La façon dont Yaa Gyasi l’expose ne cherche pas à offenser, mais plus tôt à expliquer et appuyer la progression de l’histoire. Comme exemple, dans la lignée de Effia, un de ses descendants est professeur d’histoire au Ghana et l’auteure lui fait exprimer la frustration que plusieurs personnes d’origine négroïde ressentent par rapport à l’histoire :
(extrait – traduction libre) « C’est le problème de l’histoire. Nous ne pouvons savoir ce que nous n’avons pas vu, entendu ou vécu nous-mêmes. Nous devons nous fier aux récits d’autrui /…/ On croit les mots du plus fort. C’est lui qui dicte l’Histoire. Donc, quand on étudie l’histoire, on doit se demander quel récit nous manque. Quelle est la voix qui a été tue pour permettre à une autre de s’élever? »
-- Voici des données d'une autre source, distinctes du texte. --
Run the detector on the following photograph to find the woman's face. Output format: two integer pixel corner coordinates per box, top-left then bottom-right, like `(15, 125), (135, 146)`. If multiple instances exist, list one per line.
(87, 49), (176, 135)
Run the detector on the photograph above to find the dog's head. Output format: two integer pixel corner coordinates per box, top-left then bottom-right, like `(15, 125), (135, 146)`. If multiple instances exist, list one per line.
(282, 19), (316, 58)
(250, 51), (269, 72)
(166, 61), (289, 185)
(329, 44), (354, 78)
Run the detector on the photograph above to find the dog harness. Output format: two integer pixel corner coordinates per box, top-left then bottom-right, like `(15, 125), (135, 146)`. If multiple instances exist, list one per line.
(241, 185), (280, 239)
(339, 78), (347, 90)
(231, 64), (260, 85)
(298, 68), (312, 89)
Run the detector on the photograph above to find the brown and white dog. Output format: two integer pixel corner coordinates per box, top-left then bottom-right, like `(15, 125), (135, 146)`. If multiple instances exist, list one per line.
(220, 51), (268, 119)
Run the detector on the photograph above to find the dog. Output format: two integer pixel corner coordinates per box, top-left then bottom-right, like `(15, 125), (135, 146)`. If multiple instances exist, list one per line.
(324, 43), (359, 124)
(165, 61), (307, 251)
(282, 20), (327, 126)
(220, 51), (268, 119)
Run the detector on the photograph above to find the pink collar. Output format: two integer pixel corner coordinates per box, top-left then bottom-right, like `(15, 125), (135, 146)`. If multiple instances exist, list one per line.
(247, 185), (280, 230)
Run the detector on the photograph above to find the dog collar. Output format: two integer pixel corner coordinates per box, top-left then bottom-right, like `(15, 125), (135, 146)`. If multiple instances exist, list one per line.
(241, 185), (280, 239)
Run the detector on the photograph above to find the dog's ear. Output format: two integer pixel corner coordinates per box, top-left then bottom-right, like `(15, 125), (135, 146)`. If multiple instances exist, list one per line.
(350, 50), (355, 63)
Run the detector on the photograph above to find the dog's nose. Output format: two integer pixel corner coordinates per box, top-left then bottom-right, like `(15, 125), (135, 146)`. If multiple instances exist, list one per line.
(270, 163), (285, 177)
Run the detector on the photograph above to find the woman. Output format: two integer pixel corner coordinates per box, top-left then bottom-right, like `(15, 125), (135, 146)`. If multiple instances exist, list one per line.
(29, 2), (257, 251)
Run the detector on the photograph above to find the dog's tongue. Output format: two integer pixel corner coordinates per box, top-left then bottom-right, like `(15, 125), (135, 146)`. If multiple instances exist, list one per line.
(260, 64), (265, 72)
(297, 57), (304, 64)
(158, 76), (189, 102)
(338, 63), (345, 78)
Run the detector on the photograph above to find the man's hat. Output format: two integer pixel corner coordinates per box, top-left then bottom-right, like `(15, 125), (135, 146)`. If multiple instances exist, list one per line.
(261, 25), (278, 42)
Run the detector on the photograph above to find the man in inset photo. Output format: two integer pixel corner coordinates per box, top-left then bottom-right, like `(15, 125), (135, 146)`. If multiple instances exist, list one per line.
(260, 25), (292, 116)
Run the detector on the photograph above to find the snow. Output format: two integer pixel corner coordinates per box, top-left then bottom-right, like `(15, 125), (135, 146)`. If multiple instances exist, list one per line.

Puis des héritiers d’Esi, il y a un cri du cœur de la condition des Noirs aux États-Unis dans les années 1960 qui semble avoir perdurée si on se fie aux évènements qui ébranlent le pays de l’Oncle Sam ces derniers temps :
(extrait – traduction libre) » Autour de lui, l’évidence était claire. Quelques semaines plus tôt, un policier de New York a tué à bout portant un jeune homme noir de quinze ans, un étudiant, pour rien. Cet évènement déclencha des émeutes, opposant de jeunes hommes noirs et quelques jeunes femmes noires contre les forces de police /…/ même s’il ne l’avait pas réalisé dans sa tête, en Amérique le pire était d’être un homme noir. Pire que mort, vous étiez un mort-vivant. »
Dans ces quelques lignes, on ne peut que saluer l’effort réussi de Yaa Gyasi de traduire l’oppression éprouvée par les communautés noires des États-Unis à travers les âges.
Homegoing est un must dans vos prochains choix de lecture. Même que je crois qu’il devrait faire partie d’une bibliothèque afro centrique si vous vous en constituez une. N’étant pas encore traduit en français, l’histoire se lit tout de même très facilement pour toute personne familière avec la langue de Shakespeare.
À propos de l’auteure…
YAA Gyasi est née au Ghana et a grandi à Huntsville, Alabama. Elle est titulaire d’un Ba en études anglaises de l’Université de Stanford et une maîtrise de l’Iowa Writers’ Workshop. Elle vit à Berkeley, en Californie.